Иногда он раскрывал написанное и читал — с противоречивыми чувствами. Обилие строк и знаков его радовало. Своеобразный восторг производителя — ведь он чувствовал себя именно производителем — картин, звуков, черных значков… Когда он создавал это, его толкало вперед мучительное нетерпение, избыточное давление в груди и горле… ему нужно было расшириться, чтобы успокоиться, найти равновесие в себе, замереть… И он изливался на окружающий мир, стараясь захватить своими звуками, знаками, картинами все больше нового пространства, инстинкт столь же древний, как сама жизнь. Читая, он чувствовал свое тогдашнее напряжение, усилие — и радовался, что сумел передать их словам.
Но видя зияющие провалы и пустоты, а именно так он воспринимал слова, написанные по инерции, или по слабости — чтобы поскорей перескочить туда, где легче, проще и понятней… видя эти свидетельства своей неполноценности, он внутренне сжимался… А потом — иногда — замирал в восхищении перед собой, видя, как в отчаянном положении, перед последним словом… казалось — тупик, провал!.. он выкручивается и легким скачком перепрыгивает к новой теме, связав ее с прежней каким-то повторяющимся звуком, или обыграв заметное слово, или повернув картинку под другим углом зрения… и снова тянет и тянет свою ниточку.
В счастливые минуты ему казалось, он может говорить о чем угодно, и даже почти ни о чем, полностью повторить весь свой текст, еле заметно переиграв — изменив кое-где порядок слов, выражение лица, интонацию… легким штрихом обнажить иллюзорность событий… Весь текст у него перед глазами, он свободно играет им, поворачивает, как хочет… ему не важен смысл, он ведет другую игру — со звуком, ритмом… Ему кажется, что он, как воздушный змей, парит и тянет за собой тонкую неприметную ниточку, вытягивает ее из себя, выматывает… Может, это и есть полеты — наяву?

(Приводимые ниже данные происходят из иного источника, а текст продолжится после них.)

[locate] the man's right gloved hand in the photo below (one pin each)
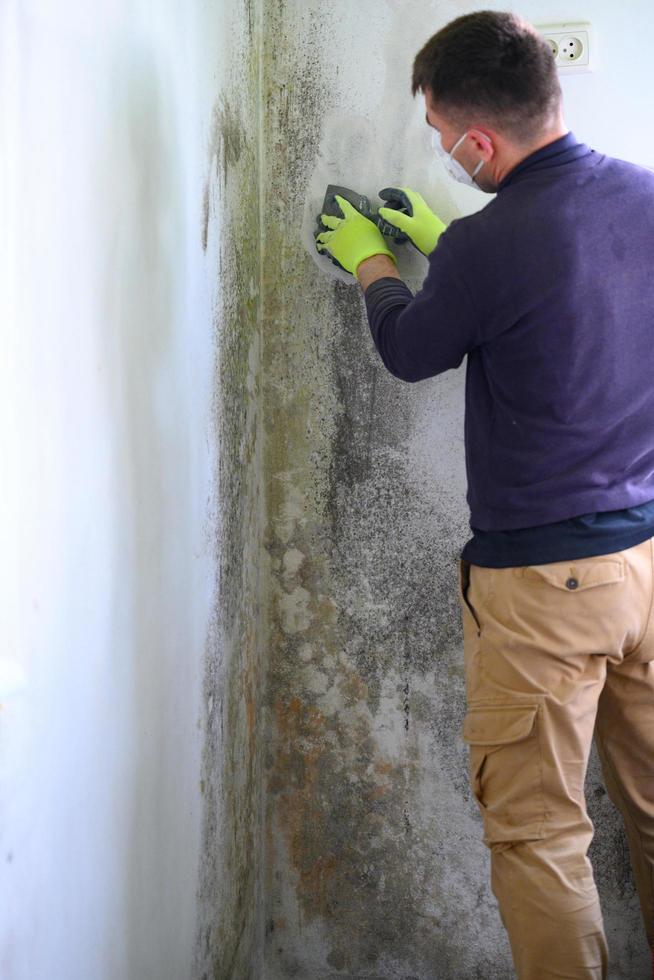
(415, 219)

Но часто уверенность и энергия напора оставляли его, он сидел, вцепившись пальцами в ручки кресла, не притрагиваясь к листу, который нагло слепил его, а авторучка казалась миниатюрным взрывным устройством с щелкающим внутри часовым механизмом. Время, время… оно шло, но ничто не возникало в нем.
………………………………
Постепенно события его жизни, переданные словами, смешались — ранние, поздние… истинные, воображаемые… Он понял, что может свободно передвигаться среди них, менять — выбирать любые мыслимые пути. Его все больше привлекали отсеченные от жизни возможности. Вспоминая Аркадия, он назвал их непрожитыми жизнями. Люди, с которыми он встречался, или мельком видел из окна автобуса, казались ему собственными двойниками. Стоило только что-то сделать не так, а вот эдак, переместиться не туда, а сюда… Это напоминало игру, в которой выложенные из спичек рисунки или слова превращались в другие путем серии перестановок. Ему казалось, он мог бы стать любым человеком, с любой судьбой, стоило только на каких-то своих перекрестках вместо «да» сказать «нет», и наоборот… и он шел бы уже по этой вот дорожке, или лежал под тем камнем.
И одновременно понимал, что все сплошная выдумка.

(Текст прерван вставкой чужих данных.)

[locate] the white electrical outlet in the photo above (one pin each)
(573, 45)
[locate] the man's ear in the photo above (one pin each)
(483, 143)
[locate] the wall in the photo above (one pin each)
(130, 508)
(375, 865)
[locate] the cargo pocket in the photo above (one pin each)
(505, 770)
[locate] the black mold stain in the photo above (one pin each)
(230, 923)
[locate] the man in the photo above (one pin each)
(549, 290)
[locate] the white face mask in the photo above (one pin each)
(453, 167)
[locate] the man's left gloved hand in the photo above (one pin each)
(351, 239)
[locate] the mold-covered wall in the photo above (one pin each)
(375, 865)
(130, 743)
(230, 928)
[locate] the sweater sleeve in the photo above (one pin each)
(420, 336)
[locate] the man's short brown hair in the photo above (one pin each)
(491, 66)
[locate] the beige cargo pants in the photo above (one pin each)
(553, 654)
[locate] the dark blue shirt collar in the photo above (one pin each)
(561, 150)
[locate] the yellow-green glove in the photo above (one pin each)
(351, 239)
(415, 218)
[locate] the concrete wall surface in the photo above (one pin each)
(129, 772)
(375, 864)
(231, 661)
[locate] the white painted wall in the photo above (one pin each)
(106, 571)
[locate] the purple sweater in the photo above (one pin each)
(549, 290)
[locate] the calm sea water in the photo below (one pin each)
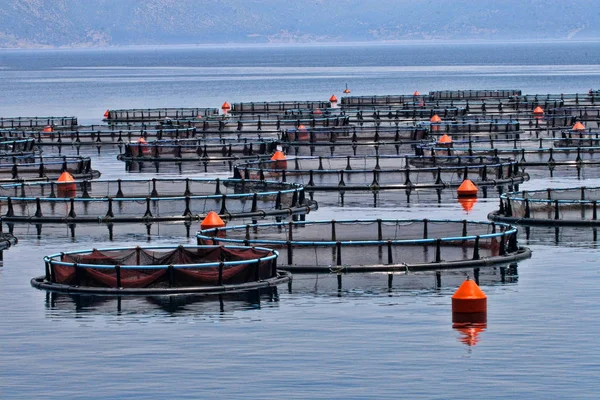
(365, 341)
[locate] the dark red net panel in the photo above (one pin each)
(147, 277)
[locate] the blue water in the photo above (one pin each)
(314, 341)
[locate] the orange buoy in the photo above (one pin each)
(212, 220)
(66, 185)
(445, 139)
(467, 203)
(302, 133)
(142, 146)
(467, 189)
(469, 304)
(279, 160)
(435, 120)
(469, 332)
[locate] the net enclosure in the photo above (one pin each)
(197, 149)
(148, 200)
(17, 147)
(99, 136)
(575, 206)
(276, 106)
(528, 157)
(44, 168)
(354, 134)
(36, 122)
(162, 269)
(156, 114)
(376, 245)
(383, 172)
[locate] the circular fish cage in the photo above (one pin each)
(245, 123)
(383, 172)
(347, 147)
(147, 200)
(156, 114)
(405, 197)
(266, 107)
(196, 150)
(36, 122)
(377, 245)
(575, 206)
(102, 135)
(32, 168)
(528, 157)
(6, 240)
(17, 147)
(355, 134)
(161, 270)
(473, 128)
(189, 304)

— Ужасно, — иногда он говорил себе, — теперь я уж точно живу только собой, мне ничто больше не интересно. И людей леплю — из себя, по каким-то мной же выдуманным правилам.

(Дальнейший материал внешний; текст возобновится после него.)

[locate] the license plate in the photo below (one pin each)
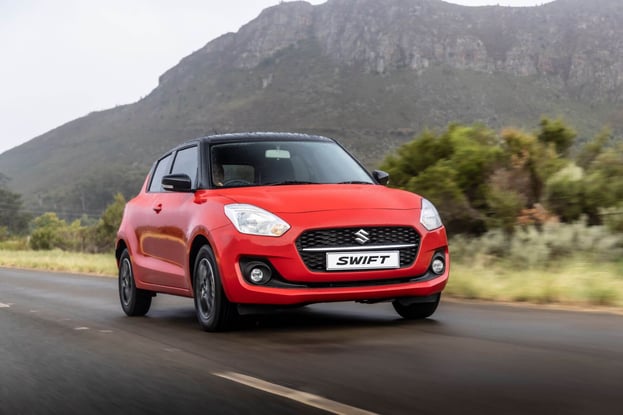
(362, 260)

— Неправда, — он защищался в другие минуты, — я всегда переживал за чужие жизни: за мать, за книжных героев, за любого зверя или насекомое. Переживание так захватывало меня, что я цепенел, жил чужой жизнью…
В конце концов, собственные слова, и размышления вокруг них так все запутали, что в нем зазвучали одновременно голоса нескольких людей: они спорили, а потом, не примирившись, превращались друг в друга. Мартин оказался Аркадием, успевшим уехать до ареста, Шульц и Штейн слились в одного человека, присоединили к себе Ипполита — и получился заметно подросший Глеб… а сам Марк казался себе то Аркадием в молодости, то Мартином до поездки в Германию, то Шульцем навыворот. Джинсовая лаборанточка, о которой он мечтал, слилась с официанткой, выучилась заочно, стала Фаиной, вышла замуж за Гарика, потом развелась и погибла при пожаре.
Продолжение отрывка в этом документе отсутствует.